« Dans un environnement de prix élevés en lien avec le conflit au Moyen-Orient, TotalErnergies tire parti de sa diversification pour afficher au deuxième trimestre un résultat net ajusté de 6 milliards de dollars. » Patrick Pouyanné, PDG du groupe, se frotte les mains. Il a de quoi : 11,2 milliards de bénéfices sur six mois, +72 % de bénéfices sur un an, TotalErnergies est le profiteur de guerre qui se gave le plus. L’équivalent de 588 000 années de Smic en six mois. Avec la guerre en Iran, le baril vient de repasser la barre des 100 dollars : tout va pour le mieux dans le monde de Patrick Pouyanné, merci pour lui.
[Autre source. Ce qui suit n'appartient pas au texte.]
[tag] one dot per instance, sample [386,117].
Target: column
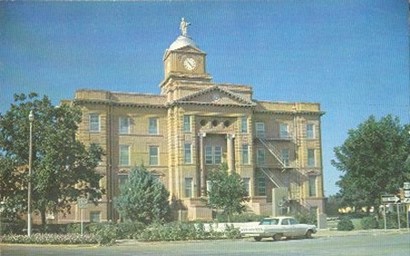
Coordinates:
[230,157]
[202,164]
Dans le nôtre, en revanche, c’est un peu plus compliqué : 115 000 hectares partis en fumés depuis le début de l’année, un « record historique » depuis la Seconde guerre mondiale selon le ministre de l’Intérieur. La France face à une « guerre climatique », l’expression se justifie. 42°C attendus à Lyon jeudi, la canicule de retour cette semaine sur le pays, la quatrième, déjà, depuis mai. 98 départements étaient encore placés la semaine dernière en alerte sécheresse, alors que la climaticide loi Duplomb 2 vient d’être votée à l’Assemblée nationale, que des agriculteurs tirent des fusées de détresse entre les cendres…
On paye le prix de leurs profits.
Quel rapport entre cet été aux airs d’apocalypse et TotalEnergies ?
Les 450 millions de tonnes équivalent CO2 émis, chaque année, par le plus gros pollueur du pays.
Les émissions annuelles du groupe représentent l’équivalent de l’empreinte carbone de plus de 50 millions de Français. Oui : à lui seul, TotalEnergies pollue presque autant que la population française. Selon un rapport de Carbon Majors, cent entreprises d’énergies fossiles (dont Total) sont responsables de plus de 70 % des émissions mondiales de gaz à effet de serre depuis 1988.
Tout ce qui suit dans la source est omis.